Site maintenance is the most important aspect of building a successful destination. Many factors affect the amount
and type of updating you wish to provide for your site, and unless it is a simple advertisement or personal homepage
it's important that your site be interactive and offer new content on a regular basis to bring back visitors.
Feedback plays an important role in this equation, you have to eye your position on searches for information similar
to what your site contains, solicit comments from users of other types of computers and browsers, make sure the links
on your site aren't sending visitors to old, obsolete URL's, and study the statistics you receive from your server
statistics and listings of referrers that you can get from other sources.
In short, your web designer should be willing to take the time to educate you or someone in your company to the world of editing and writing HTML and uploading files, which is really all there is to most of it. On the other side of the coin, there may be many niche services, such as artwork, scanning images for the web, screening and answering customer emails, or the simple drudgery of updating prices, content or the promotional submission of your website to other sites to increase traffic that you may well wish to leave to a third party.

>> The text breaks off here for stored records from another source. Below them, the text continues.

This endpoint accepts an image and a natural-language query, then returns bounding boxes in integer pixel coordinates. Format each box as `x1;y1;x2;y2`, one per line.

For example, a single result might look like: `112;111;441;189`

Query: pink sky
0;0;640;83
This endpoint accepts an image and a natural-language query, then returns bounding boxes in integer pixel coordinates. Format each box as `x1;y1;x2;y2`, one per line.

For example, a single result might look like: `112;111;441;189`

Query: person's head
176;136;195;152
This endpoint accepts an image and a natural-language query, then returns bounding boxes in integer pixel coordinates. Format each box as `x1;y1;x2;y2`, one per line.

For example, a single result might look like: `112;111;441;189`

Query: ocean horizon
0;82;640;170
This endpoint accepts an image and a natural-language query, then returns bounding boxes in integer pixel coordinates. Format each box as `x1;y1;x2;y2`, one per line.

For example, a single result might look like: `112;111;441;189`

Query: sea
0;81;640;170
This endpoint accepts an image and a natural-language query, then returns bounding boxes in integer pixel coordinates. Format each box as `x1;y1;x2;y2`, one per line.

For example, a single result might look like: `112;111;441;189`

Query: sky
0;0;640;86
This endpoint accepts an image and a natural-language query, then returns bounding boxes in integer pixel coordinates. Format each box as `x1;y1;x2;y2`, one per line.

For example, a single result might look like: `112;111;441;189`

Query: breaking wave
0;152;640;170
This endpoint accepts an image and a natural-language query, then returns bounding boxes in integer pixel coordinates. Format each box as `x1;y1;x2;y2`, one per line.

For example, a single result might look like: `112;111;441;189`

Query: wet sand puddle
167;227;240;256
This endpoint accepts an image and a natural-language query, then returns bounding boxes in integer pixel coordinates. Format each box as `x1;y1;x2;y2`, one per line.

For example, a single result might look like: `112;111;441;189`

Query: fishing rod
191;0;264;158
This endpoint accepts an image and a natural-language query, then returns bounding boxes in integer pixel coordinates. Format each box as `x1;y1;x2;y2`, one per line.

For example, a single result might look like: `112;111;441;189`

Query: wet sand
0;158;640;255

Remember that putting your email address on a web page is an open invitation for mountains of spam and nuisance comments and questions!
Once your site is designed and built, you should have all of the tools you need to change and update it as needed, and
not be beholding to the designer for any further assistance, unless you wish to add newer sophisticated features to it.
This means you should have all of the software you need to access your server and modify files using your username and
password from anywhere. You should also keep a complete local copy of your site on your own computer, so you can experiment
with changes and content before uploading them.
Some do not want to get involved in maintaining their site and would rather contract these functions to the design agency
who are often the hosts, or employees of the hosts of the site itself. There is a conflict of interest in such arrangements, because your host will
not necessarily be interested in promoting your site, if it means increased bandwidth expenses for them. This would result in them
having to charge you more to host the site, which may chase you away!
There is really little need to leave the entire control of your site up to only one someone else, and a great danger in making such arrangements. Another hidden danger is that, in the process of explaining your great new process or concept to their employee or
associate, that information somehow becomes news, or is brought to market on another website! Make sure you get a signed Confidential Disclosure Agreement before you blindly entrust your plans to others!